A locked glass case and round the clock security were hastily arranged but for some reason the guard who was to be stationed next to the cabinet had been given time off and when it was inspected that Sunday afternoon its valuable contents had gone.
Trying not to spark an international incident news of the theft was initially kept quiet as an internal enquiry was launched, while FA secretary Denis Follows asked a London based silversmith to make an exact replica of the trophy just in case the original was never found.
Such were the attempts to keep the theft secret even Stanley Rous himself remained in the dark, but it wasn’t long before rumours started doing the rounds in the press and a number of crackpot theories came to light as to where the World Cup might be.
There was even one audacious attempt to make a ransom demand for the return of the trophy as an anonymous letter demanded £15,000 for its safe return while a parcel which arrived at Chelsea’s Stamford Bridge ground apparently contained part of the trophy.
This was little more than a hoax, however, with the prankster turning out to be a 46-year-old former soldier, who had served in the Second World War and who was eventually sentenced to two years in prison for demanding money with menaces.
And with it looking less and less likely that the World Cup would ever be found things took something of an unexpected twist a week later thanks to one man and his soon to be very famous dog.
On the night of March 27, David Corbett left his in South London home to use the phone box at the end of his road along with Pickles, a mongrel he had adopted as a puppy. Along the way, the black and white dog became distracted by a strange looking object which had been left on the pavement.
On further investigation, Corbett was amazed to find that the tightly wrapped object turned out to be the most sought-after item in the country if not the world at the time – the Jules Rimet trophy. “It was wrapped in tightly-bound newspaper and string, laying against my neighbour’s car wheel,” Corbett later explained.“ At the time the IRA were active, so I thought it was a bomb.”
“Then curiosity took hold “I tore a bit of the paper off the bottom and there was a plain disc. Then I tore around and there was Brazil, Germany, Uruguay. I ran back in and said to my wife: ‘I think I’ve found the World Cup!’”

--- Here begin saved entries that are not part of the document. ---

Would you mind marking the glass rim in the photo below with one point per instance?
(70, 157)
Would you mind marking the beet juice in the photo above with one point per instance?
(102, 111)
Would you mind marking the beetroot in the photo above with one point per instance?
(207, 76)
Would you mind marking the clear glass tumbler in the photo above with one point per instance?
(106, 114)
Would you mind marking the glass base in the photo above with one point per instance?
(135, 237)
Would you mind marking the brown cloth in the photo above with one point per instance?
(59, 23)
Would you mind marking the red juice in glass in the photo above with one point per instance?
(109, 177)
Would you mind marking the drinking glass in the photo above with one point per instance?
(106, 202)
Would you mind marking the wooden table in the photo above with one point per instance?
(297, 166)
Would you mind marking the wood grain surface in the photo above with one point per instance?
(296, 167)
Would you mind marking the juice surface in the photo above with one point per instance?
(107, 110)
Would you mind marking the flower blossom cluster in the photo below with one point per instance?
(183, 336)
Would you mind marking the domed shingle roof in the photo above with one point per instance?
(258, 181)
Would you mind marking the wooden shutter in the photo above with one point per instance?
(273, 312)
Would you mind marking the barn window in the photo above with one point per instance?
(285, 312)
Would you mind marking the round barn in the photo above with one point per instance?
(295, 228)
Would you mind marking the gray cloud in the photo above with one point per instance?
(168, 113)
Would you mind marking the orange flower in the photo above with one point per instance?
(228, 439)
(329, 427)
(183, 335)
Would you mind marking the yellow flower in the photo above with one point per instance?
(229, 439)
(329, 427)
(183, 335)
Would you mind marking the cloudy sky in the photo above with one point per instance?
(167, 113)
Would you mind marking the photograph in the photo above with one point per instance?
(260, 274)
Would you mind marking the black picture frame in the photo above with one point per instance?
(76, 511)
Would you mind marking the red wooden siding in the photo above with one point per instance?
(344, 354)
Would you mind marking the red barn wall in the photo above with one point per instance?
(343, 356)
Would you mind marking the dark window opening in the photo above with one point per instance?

He immediately took his find to Gypsy Hill police station in Crystal Palace but rather than being lauded as a hero he was amazed to find that he was now in the frame for the robbery as he was questioned by a team of detectives. “I wondered if I should’ve chucked it back in the road,” Corbett later told reporters.
His name was eventually cleared but the mystery surrounding the trophy’s disappearance was never solved; even so that didn’t prevent the man who discovered it, along with his trusted dog Pickles, becoming overnight superstars.
The duo featured on television shows and public events across the country and also received a cash reward. Pickles even landed himself a role as an extra in a film, “The Spy with a Cold Nose,” but was probably more impressed by the year-long supply of dog food he was given by a pet food supplier.
Probably the greatest honour the pair received was an invite to the gala dinner at the Kensington Hotel in London following England’s dramatic 4-2 extra-time win over West Germany in the final as the players who became national heroes that day clamoured to make a fuss of the doggy detective who found the trophy they had just won at Wembley.
Pickles sadly died a year later and was buried in the back garden of the home which owner David Corbett bought with the £3,000 reward he received for his most famous of finds, a fitting tribute to one of the most celebrated canines in the history of football.